Relationships

Germinator tries to be smart about dependencies and references between entries. Because of the enforced globally unique $id fields, we can allow your seeds to reference each other from within files.

A simple relationship looks like:

germinator: v2
synchronize: true

entities:
  - Position:
      $id: position-janitor
      name: Janitor

  - Employee:
      $id: bob-joe
      fullName: Bob Joe
      positionId:
        $id: position-janitor

This looks pretty innocent, but the magic happens in the $id: position-janitor.

When germinator runs the seed, it knows a few things:

  1. the employee.position_id column is a foreign key referencing position.id
  2. when creating bob-joe, we need to create position-janitor first, to populate position_id

When you don't specify $idColumnName, germinator assumes that your tables have an id field.

We can be more explicit:

germinator: v2
synchronize: true

entities:
  - Position:
      $id: position-janitor
      $idColumnName: guid
      name: Janitor

  - Employee:
      $id: bob-joe
      fullName: Bob Joe
      positionGuid:
        $id: position-janitor
        $idColumn: guid

Composite IDs

Germinator has support for composite IDs.
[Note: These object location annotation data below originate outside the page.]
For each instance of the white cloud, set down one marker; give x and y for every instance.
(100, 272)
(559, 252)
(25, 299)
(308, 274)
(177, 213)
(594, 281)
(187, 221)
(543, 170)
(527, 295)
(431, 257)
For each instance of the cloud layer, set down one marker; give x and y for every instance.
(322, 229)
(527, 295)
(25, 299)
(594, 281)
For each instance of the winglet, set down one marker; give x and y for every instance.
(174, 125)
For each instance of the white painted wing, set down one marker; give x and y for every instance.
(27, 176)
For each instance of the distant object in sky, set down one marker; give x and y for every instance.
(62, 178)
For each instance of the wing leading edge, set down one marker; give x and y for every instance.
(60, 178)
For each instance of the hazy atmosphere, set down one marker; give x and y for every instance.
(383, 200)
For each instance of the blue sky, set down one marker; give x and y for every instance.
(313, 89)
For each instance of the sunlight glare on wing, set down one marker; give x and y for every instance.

How you set this up is fairly straightforward.

germinator: v2
synchronize: true

entities:
  - BlogPostCategories:
      $id: post1-category1
      $idColumnName: [post_id, category_id]
      postId:
        $id: post1
      categoryId:
        $id: category1

  - ReferenceToCompositeTable:
      $id: foobar
      referencePostId:
        $id: post1-category1
        $idColumn: post_id
      referenceCategoryId:
        $id: post1-category1
        $idColumn: category_id

This setup is manual, but mostly by design. We don't want to hide what's going on in the SQL layer.

Diamond Dependencies and Delete Order

Germinator can occasionally stumble when deleting many entries that rely on each other. Unfortunately, this is a limitation because of the way we store information about entered seeds.

Germinator will delete seeds in inverse-insertion order, so most of the time things work out. But you should be aware of this limitation in case you need to delete entries manually.